Agricultural Research Service

Title: Acquisition of Xylella Fastidiosa by Glassy-Winged Sharpshooter: Imaging of Bacterial Colonies and Their Locations Within the Foregut over Time

item Backus, Elaine
item Shugart, Holly
item Chen, Jianchi

Submitted to: Phytopathology
Publication Type: Abstract Only
Publication Acceptance Date: March 31, 2006
Publication Date: July 29, 2006
Citation: Backus, E.A., Chen, J. 2006. Acquisition of Xylella fastidiosa by glassy-winged sharpshooter: Imaging of bacterial colonies and their locations within the foregut over time. [abstract] Phytopathology 96:S7.

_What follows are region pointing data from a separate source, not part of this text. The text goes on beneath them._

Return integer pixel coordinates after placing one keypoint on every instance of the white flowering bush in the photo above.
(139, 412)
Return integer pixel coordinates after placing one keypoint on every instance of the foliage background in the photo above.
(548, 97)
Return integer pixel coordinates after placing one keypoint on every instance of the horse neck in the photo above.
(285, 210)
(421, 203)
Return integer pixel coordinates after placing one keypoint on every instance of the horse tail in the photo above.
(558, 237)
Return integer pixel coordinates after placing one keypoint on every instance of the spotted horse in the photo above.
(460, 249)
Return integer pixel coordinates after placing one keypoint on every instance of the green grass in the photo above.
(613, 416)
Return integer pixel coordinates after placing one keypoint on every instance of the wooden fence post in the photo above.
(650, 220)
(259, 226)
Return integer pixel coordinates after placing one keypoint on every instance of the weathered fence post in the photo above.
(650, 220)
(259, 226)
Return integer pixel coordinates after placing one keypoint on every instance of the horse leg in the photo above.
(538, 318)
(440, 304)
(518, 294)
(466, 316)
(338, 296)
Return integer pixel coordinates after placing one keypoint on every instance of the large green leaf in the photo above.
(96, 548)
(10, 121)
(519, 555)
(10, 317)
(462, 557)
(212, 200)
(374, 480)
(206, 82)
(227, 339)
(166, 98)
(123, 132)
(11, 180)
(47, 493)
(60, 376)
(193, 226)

Technical Abstract: The introduction of the glassy-winged sharpshooter (GWSS), Homalodisca coagulata, into southern California has caused a significant increase in incidence of Pierce's Disease in many grape-growing regions. Although host plant resistance to the causative bacterium, Xylella fastidiosa, and/or its GWSS vector is being sought, research is hampered by lack of detailed knowledge of the transmission (acquisition + inoculation) process. X. fastidiosa (Xf) is known to be transmitted in a persistent, non-circulative, cuticula-borne manner. Bacteria colonize the anterior foregut of the vector (the precibarium and cibarium) and are somehow inoculated back into the plant from this area, during the feeding process. As part of our studies of the mechanism of inoculation, we developed confocal and scanning electron microscopy methods to visualize green fluorescent protein (GFP)-expressing Xf in situ within the foregut of the vector. We describe here the first time course study of GFP-Xf acquisition by GWSS, across varying acquisition access periods of 1-7 days. Results show that bacterial colonies first form in the precibarium, especially in the epipharyngeal basin and near the precibarial valve. Bacteria later accumulate in the cibarium. Implications for inoculation of bacteria from these sites are discussed.